Keycloak OIDC + next-auth v5 for Authentication

Date: 2026-03-11 Status: superseded by Gateway-Managed Sessions

Context

LuckyPlans required a production-grade authentication system. The previous placeholder used mock tokens (mock-token-{email}-{timestamp}) with no real validation. The system needed:

  • Centralised identity management (users, roles, credentials) without building it from scratch
  • OIDC compliance and modern security practices (PKCE, HTTP-only cookies, token refresh)
  • No JWT token swapping — a common anti-pattern where a backend re-issues its own tokens after receiving a user’s token
  • A solution compatible with the existing Next.js App Router + NestJS API Gateway architecture

Decision

Identity Provider: Self-hosted Keycloak  deployed as a Bitnami Helm subchart.

Frontend auth: next-auth v5  (Auth.js) with the built-in Keycloak provider, handling:

  • Authorization Code Flow + PKCE (handled automatically by next-auth)
  • Tokens stored in HTTP-only encrypted cookies (never localStorage)
  • Token refresh via the jwt callback using Keycloak’s token endpoint
  • Route protection via middleware.ts + server-side session check in (app)/layout.tsx

API Gateway validation: The gateway validates Keycloak-issued Bearer tokens directly using jose (createRemoteJWKSet + jwtVerify). JWKS keys are cached internally by jose. The JwksGuard is applied per-resolver.

No token swapping: The gateway does NOT mint internal JWTs. It extracts { userId, email, name, roles } from the validated token claims and passes this identity payload in Redis messages — never the raw token.

service-auth repurposed: No longer handles authentication.
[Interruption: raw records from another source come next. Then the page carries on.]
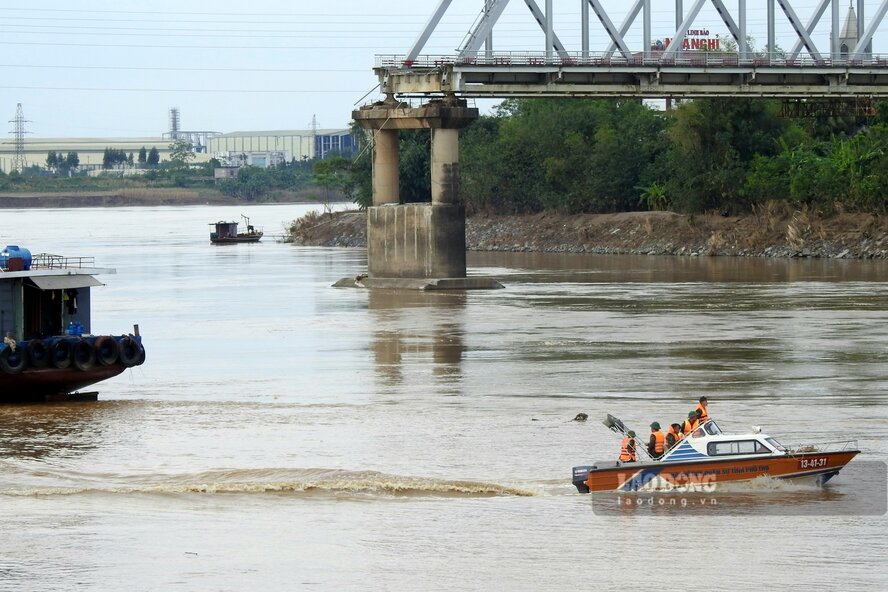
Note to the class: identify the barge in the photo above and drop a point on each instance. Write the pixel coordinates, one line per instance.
(48, 351)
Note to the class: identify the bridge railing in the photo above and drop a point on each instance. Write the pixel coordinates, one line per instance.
(692, 59)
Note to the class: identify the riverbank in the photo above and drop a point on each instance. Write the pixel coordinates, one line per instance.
(138, 196)
(774, 231)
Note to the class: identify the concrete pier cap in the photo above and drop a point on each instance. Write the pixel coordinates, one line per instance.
(391, 114)
(416, 246)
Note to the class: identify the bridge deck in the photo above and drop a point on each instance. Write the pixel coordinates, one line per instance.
(687, 74)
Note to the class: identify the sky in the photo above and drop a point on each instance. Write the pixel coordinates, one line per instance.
(101, 68)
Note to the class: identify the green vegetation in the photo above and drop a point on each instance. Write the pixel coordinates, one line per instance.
(725, 155)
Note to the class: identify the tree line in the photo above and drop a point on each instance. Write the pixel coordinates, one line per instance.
(594, 155)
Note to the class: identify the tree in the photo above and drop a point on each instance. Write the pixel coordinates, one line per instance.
(181, 153)
(334, 173)
(72, 161)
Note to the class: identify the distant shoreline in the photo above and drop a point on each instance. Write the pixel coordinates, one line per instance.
(789, 233)
(130, 197)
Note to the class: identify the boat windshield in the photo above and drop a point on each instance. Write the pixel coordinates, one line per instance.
(711, 428)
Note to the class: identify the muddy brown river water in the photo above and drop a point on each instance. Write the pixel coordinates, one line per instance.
(287, 435)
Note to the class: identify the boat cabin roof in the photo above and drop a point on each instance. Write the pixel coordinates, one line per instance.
(708, 441)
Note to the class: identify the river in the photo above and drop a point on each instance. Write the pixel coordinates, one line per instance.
(285, 435)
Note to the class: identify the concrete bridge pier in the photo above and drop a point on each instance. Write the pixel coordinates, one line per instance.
(417, 245)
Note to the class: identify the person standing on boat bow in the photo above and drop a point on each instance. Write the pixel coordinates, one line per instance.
(689, 424)
(627, 448)
(657, 443)
(673, 435)
(702, 410)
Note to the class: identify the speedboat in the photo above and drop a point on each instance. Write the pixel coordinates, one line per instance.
(707, 456)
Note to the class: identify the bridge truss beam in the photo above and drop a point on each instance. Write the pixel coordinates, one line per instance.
(673, 72)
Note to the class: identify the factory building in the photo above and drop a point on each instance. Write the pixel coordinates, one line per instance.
(256, 148)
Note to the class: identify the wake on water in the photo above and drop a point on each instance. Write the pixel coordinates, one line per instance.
(290, 481)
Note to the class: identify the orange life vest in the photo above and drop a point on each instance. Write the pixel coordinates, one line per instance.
(705, 415)
(627, 453)
(675, 437)
(659, 442)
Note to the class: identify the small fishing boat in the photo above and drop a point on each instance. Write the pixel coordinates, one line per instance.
(47, 349)
(227, 233)
(707, 456)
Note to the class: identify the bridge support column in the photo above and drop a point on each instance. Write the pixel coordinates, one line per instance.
(417, 245)
(445, 166)
(386, 180)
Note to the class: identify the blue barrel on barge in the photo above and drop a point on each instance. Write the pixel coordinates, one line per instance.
(15, 258)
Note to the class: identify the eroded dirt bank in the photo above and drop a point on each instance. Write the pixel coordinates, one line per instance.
(765, 234)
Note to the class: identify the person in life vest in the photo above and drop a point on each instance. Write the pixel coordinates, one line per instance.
(689, 424)
(657, 443)
(673, 435)
(702, 409)
(627, 447)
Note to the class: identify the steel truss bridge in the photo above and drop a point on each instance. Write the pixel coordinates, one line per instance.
(477, 70)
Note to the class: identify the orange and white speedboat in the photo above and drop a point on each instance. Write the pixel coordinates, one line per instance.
(707, 456)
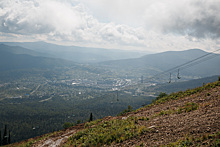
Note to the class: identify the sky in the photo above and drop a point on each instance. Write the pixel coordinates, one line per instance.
(145, 25)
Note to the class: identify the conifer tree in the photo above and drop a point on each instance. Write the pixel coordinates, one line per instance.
(5, 137)
(9, 137)
(91, 117)
(0, 137)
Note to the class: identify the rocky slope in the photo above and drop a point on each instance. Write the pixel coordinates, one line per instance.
(190, 118)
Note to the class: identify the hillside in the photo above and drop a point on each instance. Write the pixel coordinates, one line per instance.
(14, 58)
(189, 118)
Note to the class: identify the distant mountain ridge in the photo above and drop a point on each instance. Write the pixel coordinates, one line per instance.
(75, 53)
(13, 58)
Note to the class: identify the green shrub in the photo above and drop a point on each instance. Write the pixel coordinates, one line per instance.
(107, 132)
(190, 107)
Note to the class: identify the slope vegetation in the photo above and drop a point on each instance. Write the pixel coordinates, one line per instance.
(189, 118)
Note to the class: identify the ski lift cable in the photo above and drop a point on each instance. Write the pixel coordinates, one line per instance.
(198, 62)
(187, 64)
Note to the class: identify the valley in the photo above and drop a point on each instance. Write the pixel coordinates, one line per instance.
(40, 93)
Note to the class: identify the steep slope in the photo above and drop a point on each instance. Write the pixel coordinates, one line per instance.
(188, 118)
(10, 61)
(154, 63)
(19, 50)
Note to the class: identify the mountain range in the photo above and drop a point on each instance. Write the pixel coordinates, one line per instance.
(45, 55)
(76, 53)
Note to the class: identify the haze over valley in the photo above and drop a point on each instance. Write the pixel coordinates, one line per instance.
(64, 63)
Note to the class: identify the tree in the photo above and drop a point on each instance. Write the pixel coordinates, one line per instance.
(5, 137)
(91, 117)
(67, 125)
(0, 137)
(9, 137)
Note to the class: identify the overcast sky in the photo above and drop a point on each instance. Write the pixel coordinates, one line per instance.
(150, 25)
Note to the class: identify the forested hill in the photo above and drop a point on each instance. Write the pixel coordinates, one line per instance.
(207, 65)
(189, 118)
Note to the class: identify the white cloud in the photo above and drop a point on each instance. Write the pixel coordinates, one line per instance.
(128, 24)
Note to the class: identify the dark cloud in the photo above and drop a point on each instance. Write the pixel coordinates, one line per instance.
(199, 19)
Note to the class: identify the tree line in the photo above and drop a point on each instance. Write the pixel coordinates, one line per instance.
(6, 138)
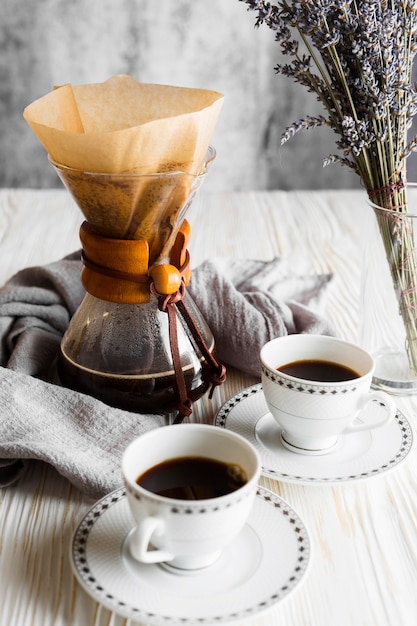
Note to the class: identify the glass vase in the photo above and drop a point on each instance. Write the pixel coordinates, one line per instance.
(388, 308)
It is now a user profile service (auth.profile pattern only) for supplementary user metadata, to be backed by a database when one is added.

Roles: user (default) and admin, defined as Keycloak realm roles and included in the realm_access.roles JWT claim.
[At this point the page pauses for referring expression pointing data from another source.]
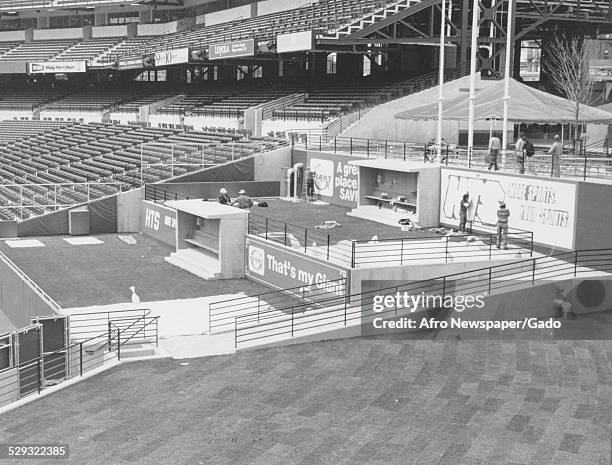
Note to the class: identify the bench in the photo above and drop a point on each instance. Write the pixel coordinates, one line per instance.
(205, 241)
(409, 203)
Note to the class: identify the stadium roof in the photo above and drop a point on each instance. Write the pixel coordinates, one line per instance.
(526, 105)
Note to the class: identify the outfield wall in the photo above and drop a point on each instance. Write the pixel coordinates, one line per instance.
(546, 206)
(20, 299)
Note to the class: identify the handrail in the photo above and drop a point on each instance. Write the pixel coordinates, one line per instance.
(270, 324)
(221, 313)
(458, 156)
(74, 360)
(391, 251)
(31, 283)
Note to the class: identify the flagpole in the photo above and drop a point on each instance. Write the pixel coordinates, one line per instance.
(509, 44)
(441, 79)
(473, 52)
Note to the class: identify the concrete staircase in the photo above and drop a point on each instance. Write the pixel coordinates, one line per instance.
(197, 262)
(374, 17)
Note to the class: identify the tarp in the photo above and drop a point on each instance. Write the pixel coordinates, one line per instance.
(525, 105)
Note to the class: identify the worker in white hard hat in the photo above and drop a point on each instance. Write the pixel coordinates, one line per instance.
(224, 198)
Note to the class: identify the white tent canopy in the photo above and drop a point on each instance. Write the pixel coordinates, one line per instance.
(525, 105)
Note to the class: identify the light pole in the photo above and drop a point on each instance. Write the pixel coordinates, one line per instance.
(441, 78)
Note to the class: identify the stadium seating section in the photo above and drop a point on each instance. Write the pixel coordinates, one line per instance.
(38, 50)
(322, 18)
(88, 50)
(36, 155)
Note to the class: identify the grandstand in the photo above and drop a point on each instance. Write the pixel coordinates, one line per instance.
(122, 123)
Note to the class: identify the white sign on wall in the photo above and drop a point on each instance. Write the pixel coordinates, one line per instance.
(172, 57)
(545, 207)
(57, 67)
(295, 42)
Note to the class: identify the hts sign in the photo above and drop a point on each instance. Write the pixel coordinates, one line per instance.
(282, 268)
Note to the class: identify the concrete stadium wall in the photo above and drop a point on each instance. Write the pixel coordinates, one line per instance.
(273, 166)
(63, 33)
(157, 28)
(128, 210)
(12, 114)
(9, 36)
(124, 117)
(268, 125)
(272, 6)
(210, 190)
(231, 14)
(158, 120)
(157, 221)
(416, 272)
(87, 117)
(593, 221)
(19, 301)
(198, 122)
(381, 124)
(13, 67)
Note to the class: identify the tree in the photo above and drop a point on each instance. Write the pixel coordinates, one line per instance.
(567, 67)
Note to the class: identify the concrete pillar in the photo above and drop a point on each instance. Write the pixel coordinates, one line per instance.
(100, 19)
(146, 16)
(42, 22)
(348, 65)
(270, 70)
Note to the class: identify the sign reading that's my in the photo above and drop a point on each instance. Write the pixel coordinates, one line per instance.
(239, 48)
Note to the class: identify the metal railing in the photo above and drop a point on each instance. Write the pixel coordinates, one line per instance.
(222, 313)
(311, 241)
(251, 329)
(388, 252)
(53, 305)
(96, 339)
(408, 250)
(84, 326)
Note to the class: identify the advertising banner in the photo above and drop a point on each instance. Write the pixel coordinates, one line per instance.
(57, 67)
(239, 48)
(336, 181)
(283, 268)
(547, 208)
(600, 70)
(295, 41)
(159, 222)
(172, 57)
(130, 63)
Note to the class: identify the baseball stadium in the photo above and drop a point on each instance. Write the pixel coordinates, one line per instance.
(287, 232)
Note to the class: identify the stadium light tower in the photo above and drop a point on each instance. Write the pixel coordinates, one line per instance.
(441, 79)
(473, 51)
(509, 44)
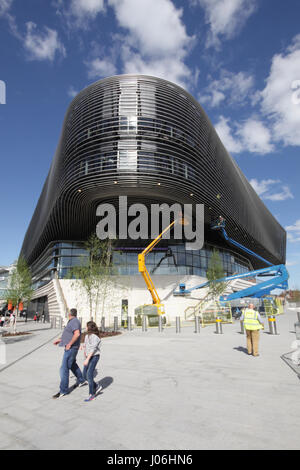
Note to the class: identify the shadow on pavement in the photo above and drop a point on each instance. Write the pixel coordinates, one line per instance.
(106, 382)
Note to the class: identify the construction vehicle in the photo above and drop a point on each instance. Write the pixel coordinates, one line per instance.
(278, 274)
(157, 308)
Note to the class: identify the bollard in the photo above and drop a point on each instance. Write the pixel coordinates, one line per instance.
(144, 323)
(197, 324)
(219, 329)
(271, 322)
(178, 326)
(160, 327)
(274, 325)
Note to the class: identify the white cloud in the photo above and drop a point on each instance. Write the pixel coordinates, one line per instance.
(234, 88)
(5, 6)
(226, 17)
(255, 137)
(81, 12)
(87, 7)
(232, 144)
(42, 45)
(277, 97)
(293, 232)
(98, 68)
(155, 27)
(156, 41)
(268, 189)
(72, 92)
(251, 136)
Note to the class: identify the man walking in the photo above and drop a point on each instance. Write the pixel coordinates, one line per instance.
(252, 324)
(70, 340)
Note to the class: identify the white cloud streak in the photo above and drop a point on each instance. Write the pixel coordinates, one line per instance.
(272, 190)
(250, 136)
(293, 232)
(230, 88)
(277, 97)
(42, 45)
(226, 18)
(155, 40)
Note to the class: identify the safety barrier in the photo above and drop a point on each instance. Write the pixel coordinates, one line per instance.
(223, 312)
(219, 327)
(272, 325)
(273, 307)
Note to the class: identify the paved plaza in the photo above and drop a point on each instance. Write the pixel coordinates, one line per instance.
(160, 391)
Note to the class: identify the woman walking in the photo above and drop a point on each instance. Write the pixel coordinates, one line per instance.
(92, 345)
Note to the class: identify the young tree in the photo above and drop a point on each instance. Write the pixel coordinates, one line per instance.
(96, 273)
(215, 271)
(20, 285)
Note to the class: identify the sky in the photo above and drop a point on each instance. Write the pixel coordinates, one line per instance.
(239, 58)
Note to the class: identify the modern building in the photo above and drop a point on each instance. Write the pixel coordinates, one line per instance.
(150, 140)
(5, 273)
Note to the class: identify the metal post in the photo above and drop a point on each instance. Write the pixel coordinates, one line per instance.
(197, 324)
(178, 325)
(271, 321)
(219, 329)
(160, 327)
(275, 326)
(144, 323)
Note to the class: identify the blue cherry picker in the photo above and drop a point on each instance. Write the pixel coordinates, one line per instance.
(278, 275)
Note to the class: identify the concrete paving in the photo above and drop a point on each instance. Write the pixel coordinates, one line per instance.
(160, 391)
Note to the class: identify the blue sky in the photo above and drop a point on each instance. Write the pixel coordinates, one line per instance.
(239, 58)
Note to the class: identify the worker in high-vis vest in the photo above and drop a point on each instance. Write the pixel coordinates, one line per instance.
(252, 324)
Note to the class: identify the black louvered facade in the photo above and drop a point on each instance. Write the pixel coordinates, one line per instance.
(148, 139)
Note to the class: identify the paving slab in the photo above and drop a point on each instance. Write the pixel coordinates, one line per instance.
(160, 391)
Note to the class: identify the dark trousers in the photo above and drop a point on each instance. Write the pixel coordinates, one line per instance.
(69, 363)
(88, 373)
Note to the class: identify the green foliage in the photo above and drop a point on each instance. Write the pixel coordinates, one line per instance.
(294, 295)
(215, 271)
(20, 285)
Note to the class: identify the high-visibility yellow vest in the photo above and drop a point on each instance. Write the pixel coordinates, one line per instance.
(251, 320)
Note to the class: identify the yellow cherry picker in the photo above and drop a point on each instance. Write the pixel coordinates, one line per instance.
(157, 307)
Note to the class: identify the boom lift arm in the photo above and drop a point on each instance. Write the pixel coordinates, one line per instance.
(145, 273)
(278, 273)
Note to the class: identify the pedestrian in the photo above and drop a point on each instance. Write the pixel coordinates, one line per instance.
(252, 324)
(92, 344)
(70, 341)
(12, 323)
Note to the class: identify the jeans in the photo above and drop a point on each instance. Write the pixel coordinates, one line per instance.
(88, 373)
(252, 341)
(69, 363)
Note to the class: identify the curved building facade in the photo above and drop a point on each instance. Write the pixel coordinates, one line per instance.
(150, 140)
Why Keycloak over managed services (Auth0, Cognito)?

  • Self-hosted: no vendor lock-in, no per-user pricing at scale
  • Full control over realm configuration, token lifetimes, and user attributes
  • OIDC-compliant — interoperable standard, not a proprietary API
  • Bitnami Helm chart makes k8s deployment straightforward

Why next-auth v5 over a custom OIDC client?
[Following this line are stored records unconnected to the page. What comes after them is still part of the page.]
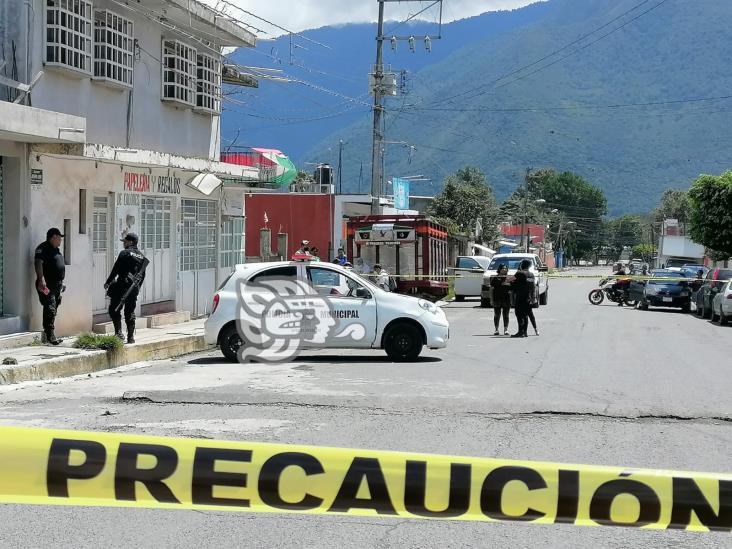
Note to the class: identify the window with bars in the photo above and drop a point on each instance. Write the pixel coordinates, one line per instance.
(179, 73)
(100, 224)
(198, 235)
(113, 48)
(155, 214)
(208, 84)
(68, 37)
(232, 242)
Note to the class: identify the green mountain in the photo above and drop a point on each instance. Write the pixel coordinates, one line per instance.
(626, 102)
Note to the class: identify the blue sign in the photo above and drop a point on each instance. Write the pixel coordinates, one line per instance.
(401, 193)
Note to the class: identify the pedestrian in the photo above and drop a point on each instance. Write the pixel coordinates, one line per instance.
(501, 298)
(50, 273)
(129, 263)
(382, 278)
(522, 288)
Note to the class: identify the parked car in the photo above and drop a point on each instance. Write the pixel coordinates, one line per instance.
(304, 304)
(713, 283)
(722, 304)
(662, 292)
(469, 270)
(512, 261)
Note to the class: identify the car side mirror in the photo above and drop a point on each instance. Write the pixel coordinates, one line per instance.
(363, 293)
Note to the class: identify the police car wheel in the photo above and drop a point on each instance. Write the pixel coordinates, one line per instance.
(403, 343)
(230, 342)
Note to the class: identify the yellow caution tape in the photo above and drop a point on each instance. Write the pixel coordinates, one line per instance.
(43, 466)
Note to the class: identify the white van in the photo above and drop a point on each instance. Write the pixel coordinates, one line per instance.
(469, 271)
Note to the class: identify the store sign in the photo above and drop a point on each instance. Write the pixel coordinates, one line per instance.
(384, 233)
(401, 193)
(36, 177)
(138, 182)
(232, 203)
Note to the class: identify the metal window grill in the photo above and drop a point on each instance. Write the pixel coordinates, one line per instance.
(179, 73)
(208, 84)
(198, 235)
(100, 224)
(232, 242)
(68, 39)
(155, 215)
(113, 48)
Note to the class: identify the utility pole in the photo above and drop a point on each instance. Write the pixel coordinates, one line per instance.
(379, 91)
(340, 166)
(376, 173)
(526, 205)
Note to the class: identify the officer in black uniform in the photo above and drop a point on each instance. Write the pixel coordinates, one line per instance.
(50, 272)
(129, 263)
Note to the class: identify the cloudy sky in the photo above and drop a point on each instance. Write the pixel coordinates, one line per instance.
(297, 15)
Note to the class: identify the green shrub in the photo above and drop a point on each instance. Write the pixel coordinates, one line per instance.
(98, 341)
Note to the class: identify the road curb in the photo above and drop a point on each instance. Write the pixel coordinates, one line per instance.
(94, 361)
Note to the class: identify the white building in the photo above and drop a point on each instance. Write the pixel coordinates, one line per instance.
(123, 111)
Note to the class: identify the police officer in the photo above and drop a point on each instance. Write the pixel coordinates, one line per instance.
(129, 262)
(50, 272)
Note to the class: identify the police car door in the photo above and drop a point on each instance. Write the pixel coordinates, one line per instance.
(349, 316)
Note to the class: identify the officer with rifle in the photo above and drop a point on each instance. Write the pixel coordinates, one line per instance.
(124, 284)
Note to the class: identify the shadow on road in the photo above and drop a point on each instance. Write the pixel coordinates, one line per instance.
(325, 359)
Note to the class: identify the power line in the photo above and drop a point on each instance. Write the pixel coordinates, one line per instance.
(275, 25)
(575, 107)
(559, 50)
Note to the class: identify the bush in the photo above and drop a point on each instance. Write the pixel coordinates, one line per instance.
(98, 342)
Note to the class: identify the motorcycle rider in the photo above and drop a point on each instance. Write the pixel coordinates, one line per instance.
(617, 285)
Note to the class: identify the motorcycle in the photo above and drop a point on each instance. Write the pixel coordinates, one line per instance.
(617, 293)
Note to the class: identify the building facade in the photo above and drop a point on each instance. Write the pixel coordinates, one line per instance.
(108, 116)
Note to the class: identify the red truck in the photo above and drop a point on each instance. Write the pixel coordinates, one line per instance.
(412, 248)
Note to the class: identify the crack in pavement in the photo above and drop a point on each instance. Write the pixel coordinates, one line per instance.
(496, 416)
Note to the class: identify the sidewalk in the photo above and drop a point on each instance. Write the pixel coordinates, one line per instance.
(37, 361)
  • Native Next.js App Router support (server-side auth(), route handler, middleware)
  • PKCE handled automatically — no manual code_challenge/verifier implementation
  • HTTP-only encrypted cookie session out of the box
  • Token refresh handled in a single JWT callback
  • Actively maintained with a Keycloak provider included

Why jose over passport-jwt + jwks-rsa?

  • Lighter dependency: jose is a single pure-JS/TS package with no transitive deps
  • Built-in JWKS key caching with automatic refresh on new kid
  • Does not require Passport.js strategy setup, which adds boilerplate for a GraphQL context

Consequences

What becomes easier:

  • User management (registration, password reset, MFA) handled by Keycloak admin console
  • Adding social login providers is a Keycloak configuration change
  • Role-based access control scales via Keycloak role assignments
  • Token refresh and session expiry are handled automatically

What becomes harder:

  • Local development requires Keycloak running (docker compose up -d)
  • Keycloak must be healthy before the app can authenticate
  • NEXT_PUBLIC_* vars are build-time in Next.js — the Keycloak issuer URL for the frontend must be set at image build time for k8s deployments
  • Keycloak version upgrades must be coordinated with realm config migration

Removed:

  • auth.login and auth.register message patterns — Keycloak owns registration and login
  • auth.validate message pattern — gateway validates via JWKS directly
  • login, register, validateToken GraphQL operations
  • Mock token generation in service-auth